Source: 2iQ Research
Looking at recent insider transaction activity here, we do think the shares could be capable of rebounding higher in the medium term. We say this because, since the shares have fallen under $10, a number of high-level insiders have been buying which is a bullish sign. Those purchasing shares have included key names such as CEO Keating, who has spent over half a million dollars on stock to acquire an extra 54,418 shares, CFO Benedict Stas, who bought 8,000 shares, and Chief Level Officer Snehal Desai, who picked up another 10,927 shares. Given that top-level directors are buying shares in Evoqua, we believe the stock has upside potential.
Pason Systems Inc (PSI: CN)
Pason Systems is a global provider of instrumentation and data management systems for drilling rigs.

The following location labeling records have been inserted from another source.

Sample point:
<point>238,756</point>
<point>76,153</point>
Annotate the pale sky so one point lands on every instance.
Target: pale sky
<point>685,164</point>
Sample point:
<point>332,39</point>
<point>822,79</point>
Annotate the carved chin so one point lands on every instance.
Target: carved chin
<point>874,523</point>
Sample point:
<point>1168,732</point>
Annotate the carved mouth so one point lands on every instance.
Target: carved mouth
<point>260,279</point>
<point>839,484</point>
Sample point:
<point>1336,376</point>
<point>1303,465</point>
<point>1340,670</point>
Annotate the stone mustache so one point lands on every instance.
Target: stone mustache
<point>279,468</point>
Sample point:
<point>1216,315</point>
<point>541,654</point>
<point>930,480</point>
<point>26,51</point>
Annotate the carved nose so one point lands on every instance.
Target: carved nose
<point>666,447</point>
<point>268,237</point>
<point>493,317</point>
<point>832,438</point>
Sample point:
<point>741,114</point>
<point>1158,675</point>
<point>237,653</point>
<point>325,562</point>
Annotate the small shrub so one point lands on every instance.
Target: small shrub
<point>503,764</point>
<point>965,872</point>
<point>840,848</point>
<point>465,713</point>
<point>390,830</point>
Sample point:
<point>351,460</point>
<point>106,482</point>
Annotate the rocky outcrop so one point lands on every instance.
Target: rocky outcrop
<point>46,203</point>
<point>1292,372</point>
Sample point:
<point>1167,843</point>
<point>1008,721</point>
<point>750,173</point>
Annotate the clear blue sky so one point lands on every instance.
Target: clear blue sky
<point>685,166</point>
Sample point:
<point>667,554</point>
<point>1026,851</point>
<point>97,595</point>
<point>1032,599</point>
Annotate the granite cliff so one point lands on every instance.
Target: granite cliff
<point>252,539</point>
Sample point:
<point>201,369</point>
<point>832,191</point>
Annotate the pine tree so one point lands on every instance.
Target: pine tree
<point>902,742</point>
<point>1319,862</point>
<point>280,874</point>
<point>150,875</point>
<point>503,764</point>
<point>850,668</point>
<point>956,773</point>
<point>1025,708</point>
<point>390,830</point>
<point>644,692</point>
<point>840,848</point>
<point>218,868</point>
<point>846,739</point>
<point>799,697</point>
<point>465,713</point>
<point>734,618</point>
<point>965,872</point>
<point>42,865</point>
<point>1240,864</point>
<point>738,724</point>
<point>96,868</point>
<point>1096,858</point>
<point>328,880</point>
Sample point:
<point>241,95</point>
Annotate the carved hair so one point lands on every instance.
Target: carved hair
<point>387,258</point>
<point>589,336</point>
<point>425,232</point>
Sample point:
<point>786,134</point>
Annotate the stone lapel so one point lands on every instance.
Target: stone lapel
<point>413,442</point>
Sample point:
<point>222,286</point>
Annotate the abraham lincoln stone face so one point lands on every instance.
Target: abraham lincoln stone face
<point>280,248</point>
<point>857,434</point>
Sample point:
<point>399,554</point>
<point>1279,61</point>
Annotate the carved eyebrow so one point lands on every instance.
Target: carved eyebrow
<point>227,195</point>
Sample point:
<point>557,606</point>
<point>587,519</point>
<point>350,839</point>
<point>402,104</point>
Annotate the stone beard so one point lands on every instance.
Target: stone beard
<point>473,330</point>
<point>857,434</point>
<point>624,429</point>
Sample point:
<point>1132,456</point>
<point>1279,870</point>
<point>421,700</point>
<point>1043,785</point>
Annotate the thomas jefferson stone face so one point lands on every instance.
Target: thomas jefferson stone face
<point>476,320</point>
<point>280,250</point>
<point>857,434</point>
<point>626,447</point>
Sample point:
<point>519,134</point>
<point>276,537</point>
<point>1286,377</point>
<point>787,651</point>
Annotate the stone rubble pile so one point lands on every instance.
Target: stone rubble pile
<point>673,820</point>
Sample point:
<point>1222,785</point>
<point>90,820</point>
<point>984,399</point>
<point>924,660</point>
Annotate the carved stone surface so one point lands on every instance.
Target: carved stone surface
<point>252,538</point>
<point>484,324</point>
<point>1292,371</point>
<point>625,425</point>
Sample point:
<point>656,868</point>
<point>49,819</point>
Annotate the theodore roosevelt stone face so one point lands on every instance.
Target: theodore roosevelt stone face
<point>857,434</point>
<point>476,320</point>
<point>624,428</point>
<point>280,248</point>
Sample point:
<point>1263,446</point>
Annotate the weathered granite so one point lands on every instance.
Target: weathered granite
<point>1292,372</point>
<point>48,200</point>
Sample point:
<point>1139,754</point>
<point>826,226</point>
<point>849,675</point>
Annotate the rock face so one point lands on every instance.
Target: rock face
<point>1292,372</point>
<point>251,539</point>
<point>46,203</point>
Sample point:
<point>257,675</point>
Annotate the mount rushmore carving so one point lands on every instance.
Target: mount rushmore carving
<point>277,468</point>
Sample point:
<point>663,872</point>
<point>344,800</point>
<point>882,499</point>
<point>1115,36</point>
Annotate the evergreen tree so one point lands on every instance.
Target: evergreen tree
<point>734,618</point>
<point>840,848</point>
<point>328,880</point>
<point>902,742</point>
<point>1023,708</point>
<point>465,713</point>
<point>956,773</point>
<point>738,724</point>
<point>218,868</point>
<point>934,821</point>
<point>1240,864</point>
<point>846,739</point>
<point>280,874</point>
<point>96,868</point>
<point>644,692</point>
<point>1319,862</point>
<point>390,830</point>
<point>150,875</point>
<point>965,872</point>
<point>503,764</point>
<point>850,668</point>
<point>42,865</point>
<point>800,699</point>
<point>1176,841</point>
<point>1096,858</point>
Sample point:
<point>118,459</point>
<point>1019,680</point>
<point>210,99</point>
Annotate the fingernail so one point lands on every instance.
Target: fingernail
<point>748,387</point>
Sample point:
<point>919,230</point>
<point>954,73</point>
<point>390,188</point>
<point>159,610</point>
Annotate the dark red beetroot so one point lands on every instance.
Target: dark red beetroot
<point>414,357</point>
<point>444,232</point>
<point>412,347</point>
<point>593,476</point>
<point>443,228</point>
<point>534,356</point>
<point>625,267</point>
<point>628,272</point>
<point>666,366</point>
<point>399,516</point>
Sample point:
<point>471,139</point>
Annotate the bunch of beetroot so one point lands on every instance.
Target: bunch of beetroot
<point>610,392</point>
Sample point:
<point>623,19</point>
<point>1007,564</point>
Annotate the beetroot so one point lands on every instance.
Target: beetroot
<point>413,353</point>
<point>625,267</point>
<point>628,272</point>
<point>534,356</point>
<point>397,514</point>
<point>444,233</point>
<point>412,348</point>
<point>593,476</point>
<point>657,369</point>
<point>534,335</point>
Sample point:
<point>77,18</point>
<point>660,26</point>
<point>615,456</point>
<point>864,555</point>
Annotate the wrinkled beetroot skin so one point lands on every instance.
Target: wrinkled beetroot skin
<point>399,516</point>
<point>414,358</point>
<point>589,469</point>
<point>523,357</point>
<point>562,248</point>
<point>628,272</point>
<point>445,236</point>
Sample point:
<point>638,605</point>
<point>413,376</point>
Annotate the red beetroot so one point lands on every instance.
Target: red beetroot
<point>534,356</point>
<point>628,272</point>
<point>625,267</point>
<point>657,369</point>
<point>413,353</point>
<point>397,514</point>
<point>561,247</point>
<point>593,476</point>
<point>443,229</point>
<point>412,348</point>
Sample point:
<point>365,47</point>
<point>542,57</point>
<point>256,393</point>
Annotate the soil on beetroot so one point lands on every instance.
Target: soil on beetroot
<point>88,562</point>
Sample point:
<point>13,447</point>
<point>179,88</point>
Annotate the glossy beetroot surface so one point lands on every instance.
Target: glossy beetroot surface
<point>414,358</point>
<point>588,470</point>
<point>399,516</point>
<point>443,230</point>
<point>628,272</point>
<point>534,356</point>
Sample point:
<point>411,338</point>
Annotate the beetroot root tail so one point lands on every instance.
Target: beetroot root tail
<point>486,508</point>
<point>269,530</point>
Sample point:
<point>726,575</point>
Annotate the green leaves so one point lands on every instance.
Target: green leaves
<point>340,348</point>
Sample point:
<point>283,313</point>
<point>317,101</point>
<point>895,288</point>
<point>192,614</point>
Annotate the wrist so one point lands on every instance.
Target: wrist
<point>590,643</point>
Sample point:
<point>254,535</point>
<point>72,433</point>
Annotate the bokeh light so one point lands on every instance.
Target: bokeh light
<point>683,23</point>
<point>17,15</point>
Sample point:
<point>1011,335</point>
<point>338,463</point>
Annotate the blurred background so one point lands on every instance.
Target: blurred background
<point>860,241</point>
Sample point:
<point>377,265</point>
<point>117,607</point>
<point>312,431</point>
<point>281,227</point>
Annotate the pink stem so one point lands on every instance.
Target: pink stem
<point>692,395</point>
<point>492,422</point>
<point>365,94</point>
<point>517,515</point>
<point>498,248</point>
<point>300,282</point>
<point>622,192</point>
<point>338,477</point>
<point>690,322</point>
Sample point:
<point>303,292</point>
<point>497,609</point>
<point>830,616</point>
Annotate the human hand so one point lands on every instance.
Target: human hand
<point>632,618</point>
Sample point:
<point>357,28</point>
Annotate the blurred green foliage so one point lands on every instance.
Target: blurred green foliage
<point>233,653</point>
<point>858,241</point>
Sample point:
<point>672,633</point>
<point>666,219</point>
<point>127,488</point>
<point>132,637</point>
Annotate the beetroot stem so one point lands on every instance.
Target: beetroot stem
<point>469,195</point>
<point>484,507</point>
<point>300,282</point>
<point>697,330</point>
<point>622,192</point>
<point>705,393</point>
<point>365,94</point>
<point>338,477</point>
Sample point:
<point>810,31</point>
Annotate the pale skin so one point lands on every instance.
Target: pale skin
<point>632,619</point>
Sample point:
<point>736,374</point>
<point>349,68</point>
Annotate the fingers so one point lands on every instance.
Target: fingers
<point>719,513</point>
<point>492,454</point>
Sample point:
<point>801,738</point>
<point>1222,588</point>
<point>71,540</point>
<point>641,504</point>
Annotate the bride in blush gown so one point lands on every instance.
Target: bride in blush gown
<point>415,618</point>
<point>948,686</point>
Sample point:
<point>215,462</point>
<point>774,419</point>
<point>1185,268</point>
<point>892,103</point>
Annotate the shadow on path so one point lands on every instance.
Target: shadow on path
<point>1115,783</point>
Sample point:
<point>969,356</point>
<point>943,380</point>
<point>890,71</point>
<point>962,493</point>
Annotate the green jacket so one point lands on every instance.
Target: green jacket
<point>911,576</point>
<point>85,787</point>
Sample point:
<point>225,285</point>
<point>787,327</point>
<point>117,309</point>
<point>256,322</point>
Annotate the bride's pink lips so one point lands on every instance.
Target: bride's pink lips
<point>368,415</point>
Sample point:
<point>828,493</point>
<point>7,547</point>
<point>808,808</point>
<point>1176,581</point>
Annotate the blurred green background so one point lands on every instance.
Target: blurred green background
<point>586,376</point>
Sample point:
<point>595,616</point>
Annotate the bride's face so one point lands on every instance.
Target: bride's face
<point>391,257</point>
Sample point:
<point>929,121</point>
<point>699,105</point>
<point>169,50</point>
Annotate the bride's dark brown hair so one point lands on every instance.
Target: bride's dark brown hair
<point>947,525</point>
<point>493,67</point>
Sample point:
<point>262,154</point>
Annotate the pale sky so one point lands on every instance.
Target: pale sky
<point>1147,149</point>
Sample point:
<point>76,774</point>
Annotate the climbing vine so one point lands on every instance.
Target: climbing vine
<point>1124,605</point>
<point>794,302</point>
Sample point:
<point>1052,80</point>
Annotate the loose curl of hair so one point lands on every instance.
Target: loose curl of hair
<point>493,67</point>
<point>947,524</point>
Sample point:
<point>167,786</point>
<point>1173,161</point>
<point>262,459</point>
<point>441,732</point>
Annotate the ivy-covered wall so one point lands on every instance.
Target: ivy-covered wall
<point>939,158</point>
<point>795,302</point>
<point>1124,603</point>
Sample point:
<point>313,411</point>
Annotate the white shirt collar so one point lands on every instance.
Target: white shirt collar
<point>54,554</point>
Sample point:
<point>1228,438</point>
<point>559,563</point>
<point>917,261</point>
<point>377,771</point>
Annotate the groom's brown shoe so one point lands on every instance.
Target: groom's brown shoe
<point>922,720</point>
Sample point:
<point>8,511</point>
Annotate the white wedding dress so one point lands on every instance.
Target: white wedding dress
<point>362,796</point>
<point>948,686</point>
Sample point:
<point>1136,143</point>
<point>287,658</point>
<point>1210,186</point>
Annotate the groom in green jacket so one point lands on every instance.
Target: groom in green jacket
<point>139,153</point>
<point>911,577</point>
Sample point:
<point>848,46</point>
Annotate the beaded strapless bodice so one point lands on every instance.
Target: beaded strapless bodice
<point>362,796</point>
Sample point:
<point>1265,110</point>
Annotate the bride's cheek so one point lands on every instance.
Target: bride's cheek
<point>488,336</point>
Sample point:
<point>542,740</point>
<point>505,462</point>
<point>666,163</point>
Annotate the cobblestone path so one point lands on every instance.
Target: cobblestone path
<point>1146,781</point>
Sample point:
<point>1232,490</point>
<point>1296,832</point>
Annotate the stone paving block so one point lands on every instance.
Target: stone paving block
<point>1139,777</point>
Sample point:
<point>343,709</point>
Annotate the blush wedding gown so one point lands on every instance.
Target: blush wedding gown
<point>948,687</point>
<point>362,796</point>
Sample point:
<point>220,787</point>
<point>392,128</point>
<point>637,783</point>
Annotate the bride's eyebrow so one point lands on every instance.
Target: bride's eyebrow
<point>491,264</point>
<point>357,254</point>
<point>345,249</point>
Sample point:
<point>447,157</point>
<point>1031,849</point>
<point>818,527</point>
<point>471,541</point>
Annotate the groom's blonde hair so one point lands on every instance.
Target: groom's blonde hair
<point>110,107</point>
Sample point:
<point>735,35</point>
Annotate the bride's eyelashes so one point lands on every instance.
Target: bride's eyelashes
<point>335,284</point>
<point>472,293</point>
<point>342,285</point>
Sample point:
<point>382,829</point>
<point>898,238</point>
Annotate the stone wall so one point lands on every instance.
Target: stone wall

Pason’s end-to-end portfolio enables customers to collect, manage, report and analyse drilling data, in order to optimise the performance and the cost-efficiency of their operations. The stock is listed on the Toronto Stock Exchange and currently has a market capitalisation of CAD $1.6 billion.
Up until a month ago, Pason Systems shares had enjoyed a solid run in 2018, rising from around CAD $17 in January to CAD $23 by early November. Solid results, rising oil prices, and a number of broker upgrades were the key drivers of the share price rise. However, as the oil price has come under pressure in the last month, shares in Pason Systems have pulled back a little, and they now trade for around CAD $19. Could this be a buying opportunity given that Q3 revenue in November came in ahead of expectations?
Source: 2iQ ResearchAnalysing recent insider transaction activity at Pason Systems, we believe that the shares offer upside potential after the recent pullback. We say this because in the last week, we have observed buying activity from four key insiders, including CEO Marcel Kessler, who bought three tranches of shares for around CAD $240,000, and CFO David Elliot, who acquired an extra 1,000 shares at CAD $19.26 per share. This buying activity suggests that management is confident about the future. As such, we think the shares have the potential to move higher.